DUBAI, 21 November 2021 – By accepting people from all countries and religions, the UAE has prospered over the past 50 years, experts concluded as Expo 2020 Dubai’s Tolerance and Inclusivity Week drew to a close on Saturday, ahead of the nation’s Golden Jubilee celebrations.
A panel discussion, ‘Openness and the Path to Prosperity’, part of the Cultures in Conversation series, underlined how good relations and acceptance between all sectors of humanity are vital for success and can address many of the current global challenges.
It was noted that these same values have helped to define the UAE over the last five decades. Tolerance has been deeply rooted in the fabric of the culture, heritage and traditions since its founding in 1971, with more than 200 nationalities currently living and working in the country.
During the week, several global initiatives were launched by His Excellency Sheikh Nahayan bin Mubarak Al Nahayan, UAE Minister of Tolerance and Coexistence and Commissioner General of Expo 2020 Dubai.
In a speech at the Italy Pavilion, HE Sheikh Nahayan announced the Global Tolerance Alliance – a unified pledge to peaceful coexistence and tolerance among different nations and cultures. This was followed by the official opening of the Joint World Summit of Religions, aimed at promoting dialogue between different religious backgrounds.
HE Sheikh Nahayan also revealed details of the Global Youth Forum, with its slogan ‘From Youth to Thinking about the Future’, organised by the Ministry of Tolerance and Coexistence in conjunction with the Federal Youth Authority, to highlight the importance of nurturing the younger generation’s creativity, as well as announcing the start of the ‘Women’s Role in Enhancing Values of Coexistence Globally’ conference.Speaking at the ‘Openness and the Path to Prosperity’ event, His Excellency Dr Zaki Anwar Nusseibeh, Cultural Adviser to the President of the UAE and Chancellor of UAE University, said: “[We have] retained our own heritage, our own national identity, our own tradition; and this is, again, the secret, I believe key to what is happening in the UAE, to be able to have above 200 nationalities living together in harmony, opening up to world cultures, but at the
same time… as we see in this [UAE] pavilion, to see how tradition and heritage remain a central part of our multi-culturalism.”
HE Dr Zaki Anwar Nusseibeh then gave examples of the UAE’s success – incredible achievements made possible in just 50 years by a nation that is welcoming, tolerant and accepting of others: “[We are] exploring space, sending a probe to Mars and to Venus. This is an amazing jump. I see a stretch ahead of us, 50 years and… the young generation of Emiratis today at our universities, [they are] young bright students.”
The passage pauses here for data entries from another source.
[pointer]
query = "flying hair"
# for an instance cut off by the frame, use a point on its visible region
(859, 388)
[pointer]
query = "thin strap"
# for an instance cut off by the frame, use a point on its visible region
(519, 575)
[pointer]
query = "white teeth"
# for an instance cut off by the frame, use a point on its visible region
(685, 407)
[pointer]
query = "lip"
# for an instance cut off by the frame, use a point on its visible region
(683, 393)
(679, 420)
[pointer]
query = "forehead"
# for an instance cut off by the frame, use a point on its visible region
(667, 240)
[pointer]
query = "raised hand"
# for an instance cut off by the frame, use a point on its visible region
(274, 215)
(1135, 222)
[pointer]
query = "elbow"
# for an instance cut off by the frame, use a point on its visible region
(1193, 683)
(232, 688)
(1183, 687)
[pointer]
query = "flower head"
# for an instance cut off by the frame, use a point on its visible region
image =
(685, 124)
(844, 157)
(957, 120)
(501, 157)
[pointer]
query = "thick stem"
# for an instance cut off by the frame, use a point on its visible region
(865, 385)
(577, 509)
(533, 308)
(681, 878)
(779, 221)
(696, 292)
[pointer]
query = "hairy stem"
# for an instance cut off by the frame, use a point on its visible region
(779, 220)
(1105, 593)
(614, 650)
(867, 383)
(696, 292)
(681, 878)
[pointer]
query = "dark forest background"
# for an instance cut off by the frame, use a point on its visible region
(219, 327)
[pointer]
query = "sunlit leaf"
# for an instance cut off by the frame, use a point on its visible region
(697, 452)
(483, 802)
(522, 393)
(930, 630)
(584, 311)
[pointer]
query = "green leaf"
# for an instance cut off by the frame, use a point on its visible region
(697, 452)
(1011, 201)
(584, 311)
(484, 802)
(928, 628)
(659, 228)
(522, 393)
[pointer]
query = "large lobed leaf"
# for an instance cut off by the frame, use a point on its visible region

It was a fitting end to a week-long schedule of conferences, discussions and entertainment, welcoming speakers and performers from a diverse range of backgrounds, cultures, nationalities and religions. Tolerance and Inclusivity Week, built around International Tolerance Day on 16 November, also outlined the challenges still faced by women, children, migrants and people of determination in terms of feeling accepted, and showed the potential of a more tolerant society.
Another highlight was the three-day ‘Te Aratini, Festival of Indigenous and Tribal Ideas’, led by the National Iwi Chairs Forum, a coalition of independent Iwi (Tribal) Chairs, and coordinated by Māori leaders in partnership with the Aotearoa New Zealand government, as the first indigenous festival in World Expo history. Countries participating in the festival include hosts Aotearoa New Zealand, as well as the UAE, Australia, Canada, USA, Malaysia, Paraguay and Panama, with indigenous performers from nation each taking part.